Now, I understand that bullying as we have to come use the term was not a commonly addresses issue at the time Godden wrote this (60s, I think, but don't quote me).  And I have read (and heard personal stories) of pretty awful things happening at the time because adults were just not paying attention.  But here's the thing that made me truly disgusted at the end of the book.

SPOILER!  SPOILER!

After these girls beat up Kizzy over and over, they are finally caught by the Magistrate who scolds them and takes Kizzy home with her.  Some of the adults are properly upset and agree that these girls must be punished.  But the magistrate prevails and says that they must none of them do anything, because, after all, "this is a children's war".  Gah.  This excuse absolutely makes me froth at the mouth. And so they do nothing.  Kizzy is hauled back to school where, magically, she is made a popular British schoolgirl who is fascinating to all and everybody starts using the derogatory terms in a fascinated, loving kind of way.

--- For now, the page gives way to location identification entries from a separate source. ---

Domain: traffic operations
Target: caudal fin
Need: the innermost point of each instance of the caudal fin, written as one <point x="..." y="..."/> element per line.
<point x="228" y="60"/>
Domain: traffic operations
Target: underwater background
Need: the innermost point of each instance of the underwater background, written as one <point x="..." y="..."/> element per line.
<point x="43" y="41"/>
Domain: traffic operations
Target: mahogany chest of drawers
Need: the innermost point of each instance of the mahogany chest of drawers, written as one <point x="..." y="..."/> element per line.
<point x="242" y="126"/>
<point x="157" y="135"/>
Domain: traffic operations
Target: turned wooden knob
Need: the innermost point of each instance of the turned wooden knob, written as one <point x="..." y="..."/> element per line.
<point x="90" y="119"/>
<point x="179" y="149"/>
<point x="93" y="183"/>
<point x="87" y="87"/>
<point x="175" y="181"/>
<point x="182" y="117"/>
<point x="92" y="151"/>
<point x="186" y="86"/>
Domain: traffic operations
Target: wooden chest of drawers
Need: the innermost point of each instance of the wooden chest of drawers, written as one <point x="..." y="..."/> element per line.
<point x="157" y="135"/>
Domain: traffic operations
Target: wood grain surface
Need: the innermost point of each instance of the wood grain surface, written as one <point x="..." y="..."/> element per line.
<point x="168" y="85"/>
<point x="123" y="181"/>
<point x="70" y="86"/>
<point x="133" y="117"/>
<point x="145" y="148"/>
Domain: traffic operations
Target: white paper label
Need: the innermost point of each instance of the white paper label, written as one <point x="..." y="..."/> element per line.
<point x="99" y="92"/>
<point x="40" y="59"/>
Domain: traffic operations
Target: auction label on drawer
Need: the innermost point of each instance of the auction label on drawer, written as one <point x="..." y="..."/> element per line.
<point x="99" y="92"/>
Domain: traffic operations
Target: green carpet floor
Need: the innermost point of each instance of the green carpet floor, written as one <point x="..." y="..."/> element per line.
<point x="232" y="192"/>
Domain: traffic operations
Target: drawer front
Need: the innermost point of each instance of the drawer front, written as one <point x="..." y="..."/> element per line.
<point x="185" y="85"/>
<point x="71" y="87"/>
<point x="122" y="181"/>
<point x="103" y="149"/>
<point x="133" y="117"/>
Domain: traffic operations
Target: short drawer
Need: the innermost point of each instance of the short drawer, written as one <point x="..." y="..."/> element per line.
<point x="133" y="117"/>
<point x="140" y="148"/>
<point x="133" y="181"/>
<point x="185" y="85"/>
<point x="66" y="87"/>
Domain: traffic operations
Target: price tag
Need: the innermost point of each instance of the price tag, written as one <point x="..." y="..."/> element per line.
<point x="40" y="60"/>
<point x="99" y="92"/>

This argument of, "This is a children's war.  We can't get involved," might be appropriate if the kids are bickering over something minor and nobody is getting singled out and pummeled.  But this?  This is truly disgusting.  And that's the thing that drove me wild about this book.  This is not normal children's behavior and Godden was treating it as such.  And it may have been a different time, but children have not changed that much in the last 50 years.  It does make me wonder what kind of tortured childhood Godden might have had.  And the ending message that Kizzy should have faced actual bodily harm so that she could end up popular and beloved by the little demons who hurt her?   Sheesh.

This book I was loaned was an old library copy and was marked, "Youth", which surprised me.  Evidently, Godden wrote this as a children's story.  I know I wouldn't hand that book to any early-chapter-book-reader.  And, really, it is an adult's story.  There are all of the heinous bullying scenes, but the book isn't even written from Kizzy's perspective.  The story is being told about Kizzy, but there's almost no internal dialogue from Kizzy's point of view.  It's the perspective of an adult outsider, looking in.  All to say, this is very much an adult's book.

The way that gypsies were addressed in the book was also interesting.  They were written about in a very romantic way, alternating between shock at their "wild ways" musing over their gorgeous outdoors, rugged life.  It was a little weird and probably not something you'd read in a book today.

So what did I like?  Well, the first 1/4 of the book, with the cozy caravan scenes and the heavily romanticized loveliness of it all.  Oh, and the section where the kindly admiral goes to the department store and buys Kizzy piles of lovingly described clothing.  And Rumer Goden is a truly gifted author.  She wrote An Episode of Sparrows, which I loved and she is a very good storyteller.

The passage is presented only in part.